A trip to Muskegon last summer reminded me that cities constantly change.
It had been more than 20 years since I had visited Muskegon; I found the city had kept some downtown landmarks and transformed everything else.
Over the last few months, the coronavirus pandemic has changed life for everyone.
Now as Michigan reopens, we are able to resume our journeys along Lake Michigan’s coast. We’re emerging from our homes, although there are changes in the way we interact with each other and destinations and attractions.
“As the state of Michigan slowly begins to reopen after the COVID-19 crisis, people are beginning to revisit Muskegon,” said Bob Lukens, director of Visit Muskegon, the countywide convention and visitors bureau. “Muskegon County is fortunate to have 27 miles of lakeshore and some of the largest beaches on Lake Michigan, plus three state parks, so visitors can feel comfortable knowing there is plenty of room to enjoy the outdoors in Muskegon County.”
“Muskegon also has almost 80 miles of paved recreational trails for cyclists, hikers and runners, and we have two exceptional mountain biking trails in the county, at the Owasippe Scout Reservation and the Mosquito Creek Trails.”
For me, Muskegon Farmers Market and Western Market qualified as new — and very pleasant surprises in Muskegon.
With COVID-19, the farmers market has made some changes. Music and entertainment are out for this year. The picnic tables are gone. Face masks are highly encouraged for all visitors, and social distancing will be required. Access is limited to certain points, and there are one-way aisles. The outdoor farmers market will be open Tuesdays, Thursdays and Saturdays from May 2 through Nov. 30, 2020.
I also visited the Hackley & Hume Historic Site, an old favorite of mine in downtown Muskegon.

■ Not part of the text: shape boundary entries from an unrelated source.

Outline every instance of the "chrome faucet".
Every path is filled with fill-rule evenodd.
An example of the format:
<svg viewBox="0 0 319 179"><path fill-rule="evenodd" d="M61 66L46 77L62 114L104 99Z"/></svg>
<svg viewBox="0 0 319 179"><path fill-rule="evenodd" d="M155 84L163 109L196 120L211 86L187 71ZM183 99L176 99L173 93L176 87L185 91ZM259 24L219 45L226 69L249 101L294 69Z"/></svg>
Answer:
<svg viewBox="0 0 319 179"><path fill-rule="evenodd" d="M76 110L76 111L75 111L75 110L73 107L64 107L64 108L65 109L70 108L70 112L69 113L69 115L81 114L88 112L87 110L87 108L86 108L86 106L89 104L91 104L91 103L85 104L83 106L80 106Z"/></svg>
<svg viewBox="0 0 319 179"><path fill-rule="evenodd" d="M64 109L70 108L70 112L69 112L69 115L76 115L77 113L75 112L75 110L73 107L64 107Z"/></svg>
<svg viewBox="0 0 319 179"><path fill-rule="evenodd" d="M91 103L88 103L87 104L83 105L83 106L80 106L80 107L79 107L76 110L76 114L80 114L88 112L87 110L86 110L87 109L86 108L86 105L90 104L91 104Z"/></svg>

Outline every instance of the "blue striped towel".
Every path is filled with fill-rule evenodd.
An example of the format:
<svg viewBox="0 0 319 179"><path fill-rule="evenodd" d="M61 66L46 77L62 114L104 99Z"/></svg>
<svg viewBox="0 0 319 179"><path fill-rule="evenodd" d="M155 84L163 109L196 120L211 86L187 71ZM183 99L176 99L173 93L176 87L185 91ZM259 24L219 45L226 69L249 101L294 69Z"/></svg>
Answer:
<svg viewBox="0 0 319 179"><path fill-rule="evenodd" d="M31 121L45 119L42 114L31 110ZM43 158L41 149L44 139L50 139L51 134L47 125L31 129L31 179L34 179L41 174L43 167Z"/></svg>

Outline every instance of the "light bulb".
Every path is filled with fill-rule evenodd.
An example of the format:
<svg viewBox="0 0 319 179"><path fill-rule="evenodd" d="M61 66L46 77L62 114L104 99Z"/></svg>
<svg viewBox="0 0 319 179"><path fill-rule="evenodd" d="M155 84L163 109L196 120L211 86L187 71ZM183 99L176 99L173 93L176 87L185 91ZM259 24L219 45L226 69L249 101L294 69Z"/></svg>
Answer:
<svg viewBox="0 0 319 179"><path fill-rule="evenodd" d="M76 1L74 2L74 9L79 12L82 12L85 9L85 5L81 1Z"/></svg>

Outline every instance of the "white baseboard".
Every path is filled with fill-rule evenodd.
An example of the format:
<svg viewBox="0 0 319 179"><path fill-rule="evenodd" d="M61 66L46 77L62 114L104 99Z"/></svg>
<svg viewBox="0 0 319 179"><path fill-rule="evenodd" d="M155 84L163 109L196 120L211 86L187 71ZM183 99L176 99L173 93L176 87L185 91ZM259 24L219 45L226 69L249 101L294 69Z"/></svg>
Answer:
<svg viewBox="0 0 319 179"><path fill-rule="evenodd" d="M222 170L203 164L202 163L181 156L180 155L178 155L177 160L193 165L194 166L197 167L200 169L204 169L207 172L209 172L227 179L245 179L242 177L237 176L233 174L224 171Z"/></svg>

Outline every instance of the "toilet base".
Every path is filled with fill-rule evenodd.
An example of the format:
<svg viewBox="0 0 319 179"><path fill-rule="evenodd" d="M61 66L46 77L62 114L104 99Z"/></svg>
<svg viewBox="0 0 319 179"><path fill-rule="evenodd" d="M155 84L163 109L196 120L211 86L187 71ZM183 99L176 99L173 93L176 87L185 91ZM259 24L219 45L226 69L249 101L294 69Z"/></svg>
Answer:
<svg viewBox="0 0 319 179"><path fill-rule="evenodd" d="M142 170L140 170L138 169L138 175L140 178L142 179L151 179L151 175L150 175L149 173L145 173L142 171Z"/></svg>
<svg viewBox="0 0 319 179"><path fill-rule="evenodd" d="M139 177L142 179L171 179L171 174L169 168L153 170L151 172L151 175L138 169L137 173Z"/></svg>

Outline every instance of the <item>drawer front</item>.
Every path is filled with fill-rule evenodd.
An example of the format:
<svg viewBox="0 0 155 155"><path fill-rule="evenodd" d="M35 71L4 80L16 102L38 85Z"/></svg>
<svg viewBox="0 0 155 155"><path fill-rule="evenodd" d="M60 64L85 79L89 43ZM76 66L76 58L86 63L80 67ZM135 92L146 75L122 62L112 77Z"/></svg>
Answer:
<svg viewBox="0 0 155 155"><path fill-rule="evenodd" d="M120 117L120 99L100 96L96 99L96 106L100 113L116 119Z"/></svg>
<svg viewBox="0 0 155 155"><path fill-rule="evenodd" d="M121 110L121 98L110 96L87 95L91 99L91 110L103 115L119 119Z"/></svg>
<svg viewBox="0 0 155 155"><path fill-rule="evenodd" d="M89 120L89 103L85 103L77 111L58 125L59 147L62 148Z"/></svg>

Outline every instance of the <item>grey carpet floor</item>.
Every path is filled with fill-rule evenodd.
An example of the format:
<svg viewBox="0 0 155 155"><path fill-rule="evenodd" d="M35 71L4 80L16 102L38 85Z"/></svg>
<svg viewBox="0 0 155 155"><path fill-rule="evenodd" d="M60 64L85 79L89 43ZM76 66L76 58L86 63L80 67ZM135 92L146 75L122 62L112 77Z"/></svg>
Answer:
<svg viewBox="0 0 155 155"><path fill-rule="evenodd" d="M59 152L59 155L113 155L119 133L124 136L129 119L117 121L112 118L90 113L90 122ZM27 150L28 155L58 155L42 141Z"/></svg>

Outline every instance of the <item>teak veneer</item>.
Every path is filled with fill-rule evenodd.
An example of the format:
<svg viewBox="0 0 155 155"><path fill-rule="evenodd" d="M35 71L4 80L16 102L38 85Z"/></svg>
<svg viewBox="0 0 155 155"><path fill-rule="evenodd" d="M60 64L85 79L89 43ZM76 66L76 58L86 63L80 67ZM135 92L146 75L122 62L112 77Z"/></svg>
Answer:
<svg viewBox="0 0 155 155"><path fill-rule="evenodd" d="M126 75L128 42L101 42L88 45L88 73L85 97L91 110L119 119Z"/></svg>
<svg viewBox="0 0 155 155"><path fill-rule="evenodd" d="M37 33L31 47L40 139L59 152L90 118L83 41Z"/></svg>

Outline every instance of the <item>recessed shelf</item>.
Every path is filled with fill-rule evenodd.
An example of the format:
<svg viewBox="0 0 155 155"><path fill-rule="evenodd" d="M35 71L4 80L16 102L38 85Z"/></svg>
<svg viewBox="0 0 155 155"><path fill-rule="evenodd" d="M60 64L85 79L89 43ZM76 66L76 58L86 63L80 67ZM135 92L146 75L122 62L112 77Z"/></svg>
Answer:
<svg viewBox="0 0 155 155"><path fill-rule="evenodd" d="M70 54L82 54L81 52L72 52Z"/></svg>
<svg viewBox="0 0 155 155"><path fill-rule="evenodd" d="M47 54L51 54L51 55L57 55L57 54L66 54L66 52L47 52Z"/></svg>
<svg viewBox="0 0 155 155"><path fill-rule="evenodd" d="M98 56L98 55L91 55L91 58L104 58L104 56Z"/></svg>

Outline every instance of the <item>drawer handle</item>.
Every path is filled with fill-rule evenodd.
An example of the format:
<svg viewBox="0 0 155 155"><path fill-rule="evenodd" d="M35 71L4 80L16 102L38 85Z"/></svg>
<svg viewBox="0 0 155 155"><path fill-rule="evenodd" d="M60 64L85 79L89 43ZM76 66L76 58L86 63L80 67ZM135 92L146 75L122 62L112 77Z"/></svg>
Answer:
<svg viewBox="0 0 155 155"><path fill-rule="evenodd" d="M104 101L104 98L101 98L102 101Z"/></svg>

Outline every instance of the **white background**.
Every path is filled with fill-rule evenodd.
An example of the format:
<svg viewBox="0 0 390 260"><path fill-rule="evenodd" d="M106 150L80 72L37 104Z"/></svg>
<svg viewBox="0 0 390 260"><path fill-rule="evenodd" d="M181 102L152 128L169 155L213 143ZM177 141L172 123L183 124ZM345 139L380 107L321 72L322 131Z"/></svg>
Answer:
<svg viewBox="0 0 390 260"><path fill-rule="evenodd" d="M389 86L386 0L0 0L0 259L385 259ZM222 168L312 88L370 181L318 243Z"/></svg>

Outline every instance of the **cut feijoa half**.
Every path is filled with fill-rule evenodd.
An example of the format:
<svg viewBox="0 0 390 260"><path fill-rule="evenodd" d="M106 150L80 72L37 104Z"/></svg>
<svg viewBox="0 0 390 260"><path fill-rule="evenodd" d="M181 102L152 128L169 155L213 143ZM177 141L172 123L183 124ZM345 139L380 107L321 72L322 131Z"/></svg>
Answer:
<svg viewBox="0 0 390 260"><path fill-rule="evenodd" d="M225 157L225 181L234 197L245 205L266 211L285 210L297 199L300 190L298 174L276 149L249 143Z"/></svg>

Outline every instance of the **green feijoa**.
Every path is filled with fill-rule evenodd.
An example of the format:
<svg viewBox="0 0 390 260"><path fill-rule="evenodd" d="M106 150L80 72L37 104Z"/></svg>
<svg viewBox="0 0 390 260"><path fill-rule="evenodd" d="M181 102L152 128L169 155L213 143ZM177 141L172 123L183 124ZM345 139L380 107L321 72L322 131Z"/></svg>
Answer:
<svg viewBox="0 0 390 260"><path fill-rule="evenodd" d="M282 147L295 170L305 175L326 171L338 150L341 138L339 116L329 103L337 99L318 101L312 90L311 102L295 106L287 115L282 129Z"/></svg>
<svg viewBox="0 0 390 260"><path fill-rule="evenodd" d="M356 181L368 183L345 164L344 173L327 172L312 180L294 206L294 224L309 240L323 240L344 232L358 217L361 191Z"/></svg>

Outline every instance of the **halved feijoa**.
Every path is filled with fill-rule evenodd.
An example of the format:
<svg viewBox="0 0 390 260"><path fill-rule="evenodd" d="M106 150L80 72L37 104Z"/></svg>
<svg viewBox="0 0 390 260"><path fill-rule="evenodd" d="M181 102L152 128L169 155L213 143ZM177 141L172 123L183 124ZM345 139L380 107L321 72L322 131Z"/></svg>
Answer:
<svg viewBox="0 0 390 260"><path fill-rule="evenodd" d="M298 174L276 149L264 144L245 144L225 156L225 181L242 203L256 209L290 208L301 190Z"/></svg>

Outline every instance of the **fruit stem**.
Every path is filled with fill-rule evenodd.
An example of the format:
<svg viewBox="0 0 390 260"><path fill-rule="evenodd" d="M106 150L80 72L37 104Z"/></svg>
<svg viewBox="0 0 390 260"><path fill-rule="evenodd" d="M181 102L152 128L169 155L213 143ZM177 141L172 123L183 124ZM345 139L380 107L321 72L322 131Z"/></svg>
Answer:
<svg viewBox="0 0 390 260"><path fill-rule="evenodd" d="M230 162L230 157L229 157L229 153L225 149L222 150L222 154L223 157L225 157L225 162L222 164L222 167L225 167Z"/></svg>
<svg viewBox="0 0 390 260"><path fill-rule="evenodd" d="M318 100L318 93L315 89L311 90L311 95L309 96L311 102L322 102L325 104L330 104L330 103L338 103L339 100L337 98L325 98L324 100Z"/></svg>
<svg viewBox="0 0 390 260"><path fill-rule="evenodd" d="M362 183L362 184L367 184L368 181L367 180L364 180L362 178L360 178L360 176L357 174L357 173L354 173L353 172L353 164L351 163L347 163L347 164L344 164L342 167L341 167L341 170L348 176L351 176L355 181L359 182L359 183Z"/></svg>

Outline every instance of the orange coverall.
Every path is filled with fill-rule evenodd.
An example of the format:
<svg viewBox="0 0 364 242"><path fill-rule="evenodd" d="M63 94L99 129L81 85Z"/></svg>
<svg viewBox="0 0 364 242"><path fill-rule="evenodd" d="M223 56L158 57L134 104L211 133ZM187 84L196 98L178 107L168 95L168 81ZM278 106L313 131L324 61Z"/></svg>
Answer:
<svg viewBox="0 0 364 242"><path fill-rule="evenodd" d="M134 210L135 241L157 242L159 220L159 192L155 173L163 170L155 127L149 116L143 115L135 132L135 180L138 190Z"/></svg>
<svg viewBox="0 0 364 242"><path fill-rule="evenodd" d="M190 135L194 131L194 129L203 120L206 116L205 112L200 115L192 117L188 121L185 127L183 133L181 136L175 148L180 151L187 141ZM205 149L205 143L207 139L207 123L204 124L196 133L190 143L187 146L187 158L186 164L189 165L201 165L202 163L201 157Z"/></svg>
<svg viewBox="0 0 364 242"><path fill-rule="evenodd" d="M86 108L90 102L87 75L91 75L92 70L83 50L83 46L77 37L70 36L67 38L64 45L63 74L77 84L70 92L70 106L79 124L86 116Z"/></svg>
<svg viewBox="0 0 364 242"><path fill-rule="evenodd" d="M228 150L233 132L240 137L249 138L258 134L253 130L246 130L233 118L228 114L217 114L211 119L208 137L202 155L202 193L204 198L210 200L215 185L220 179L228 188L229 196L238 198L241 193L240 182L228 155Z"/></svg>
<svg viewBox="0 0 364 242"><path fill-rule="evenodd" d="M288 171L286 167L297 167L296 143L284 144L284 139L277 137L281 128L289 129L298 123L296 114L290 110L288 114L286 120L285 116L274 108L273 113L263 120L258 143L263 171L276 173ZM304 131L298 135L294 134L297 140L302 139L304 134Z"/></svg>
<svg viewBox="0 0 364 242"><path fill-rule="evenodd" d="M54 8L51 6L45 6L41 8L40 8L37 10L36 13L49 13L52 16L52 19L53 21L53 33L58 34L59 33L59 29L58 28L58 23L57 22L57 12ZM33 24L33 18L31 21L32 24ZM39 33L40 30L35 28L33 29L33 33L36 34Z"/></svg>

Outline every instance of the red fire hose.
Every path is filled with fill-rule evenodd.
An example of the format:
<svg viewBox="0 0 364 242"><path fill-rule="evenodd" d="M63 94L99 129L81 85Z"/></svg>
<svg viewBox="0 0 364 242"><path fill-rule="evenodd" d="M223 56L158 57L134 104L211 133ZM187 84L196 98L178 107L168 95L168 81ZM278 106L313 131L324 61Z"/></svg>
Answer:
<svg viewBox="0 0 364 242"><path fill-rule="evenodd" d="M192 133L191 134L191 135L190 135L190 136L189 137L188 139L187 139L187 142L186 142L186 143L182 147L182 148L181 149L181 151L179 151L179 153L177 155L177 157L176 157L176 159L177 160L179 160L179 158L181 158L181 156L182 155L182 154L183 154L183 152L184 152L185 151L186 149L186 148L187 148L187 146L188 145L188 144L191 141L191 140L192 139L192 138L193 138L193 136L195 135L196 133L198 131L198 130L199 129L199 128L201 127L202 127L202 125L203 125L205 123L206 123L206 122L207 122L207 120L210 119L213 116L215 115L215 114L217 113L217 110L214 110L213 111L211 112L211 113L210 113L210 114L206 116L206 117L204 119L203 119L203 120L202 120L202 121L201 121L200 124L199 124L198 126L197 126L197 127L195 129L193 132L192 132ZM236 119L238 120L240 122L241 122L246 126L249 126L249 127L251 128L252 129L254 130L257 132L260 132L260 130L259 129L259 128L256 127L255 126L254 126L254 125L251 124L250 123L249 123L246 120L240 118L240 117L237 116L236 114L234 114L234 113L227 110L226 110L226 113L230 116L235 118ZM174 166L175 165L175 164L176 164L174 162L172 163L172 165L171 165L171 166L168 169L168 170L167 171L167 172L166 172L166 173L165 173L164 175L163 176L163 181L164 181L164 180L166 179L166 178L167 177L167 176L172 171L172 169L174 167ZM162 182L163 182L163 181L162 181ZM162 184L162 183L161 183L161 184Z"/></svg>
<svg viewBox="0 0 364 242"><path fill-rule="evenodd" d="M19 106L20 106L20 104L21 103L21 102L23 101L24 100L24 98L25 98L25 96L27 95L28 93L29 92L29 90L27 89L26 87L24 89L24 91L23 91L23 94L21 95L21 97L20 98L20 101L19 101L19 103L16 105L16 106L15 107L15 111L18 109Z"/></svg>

The city’s 19th-century lumber barons, Charles Hackley and Thomas Hume, were business partners and close friends. They had their Queen Anne-style homes built next to each other on West Webster Avenue.
And what fine homes they are. The Hackley home is known for its intricate woodwork. Aaron Mace, assistant program manager, told me it took 13 woodcarvers two years to hand-carve the interior.
The historic site is part of the Lakeshore Museum Center. Check out lakeshoremuseum.org for details on when the site will reopen.
New to me was Muskegon Heritage Museum — and it’s a dandy. Established in 1983, the museum tells the stories of Muskegon’s businesses and industries. Curator Anne Dake noted a newly installed elevator provides easy access to the 12,000 square feet of exhibit space spread over three floors. I saw how a working steam engine (now run by compressed air) powers 11 machine tools with a line shaft. Clear panels allowed me to peer into the complex mechanism of a 1961 Brunswick bowling pinsetter, made in Muskegon. By the way, the pinsetter works perfectly. Did you know the original Raggedy Ann dolls were made in Muskegon? West Michigan Pike enthusiasts will want to see the museum’s exhibit on the highway.
“Muskegon County’s West Michigan Pike history runs deep,” Lukens noted. “The West Michigan Pike Association had its headquarters here back in the 1920’s, and there are still quite a few historic buildings and artifacts remaining from The Pike in its heyday. Visitors should definitely stop at the Muskegon Heritage Museum, which brings to life the many products and businesses that were produced or located in Muskegon.”
The USS Silversides Submarine Museum is another old favorite of mine in Muskegon. While the attraction is closed currently due to COVID-19, you can view the Lost Boat 2020 Ceremony on its website.
The sub and museum are close to the splendor of Pere Marquette Beach on Lake Michigan. Once the attraction opens up, you can tour the World War II sub, the fine museum and a Prohibition-era Coast Guard cutter. Honoring veterans is the museum’s mission, said Peggy Maniates, executive director.
A second nautical favorite in Muskegon is the USS LST 393 Veterans Museum. LST is short for “Landing Ship, Tank,” in military parlance. This vessel participated in the D-Day invasion of Normandy during World War II. The decks are packed with interesting displays. Ike Villalpando, museum manager, is committed to sharing its history.
USS LST 393 Veterans Museum is scheduled to open for tours on June 27. Stringent health measures will be taken. All staff and guests will wear masks.
The Aquastar is a third nautical favorite, and it mixes old and new. The renamed and redecorated vessel honors Muskegon’s incredibly rich maritime history. A cruise on Muskegon Lake is the perfect way to relax after visiting —or revisiting — Muskegon.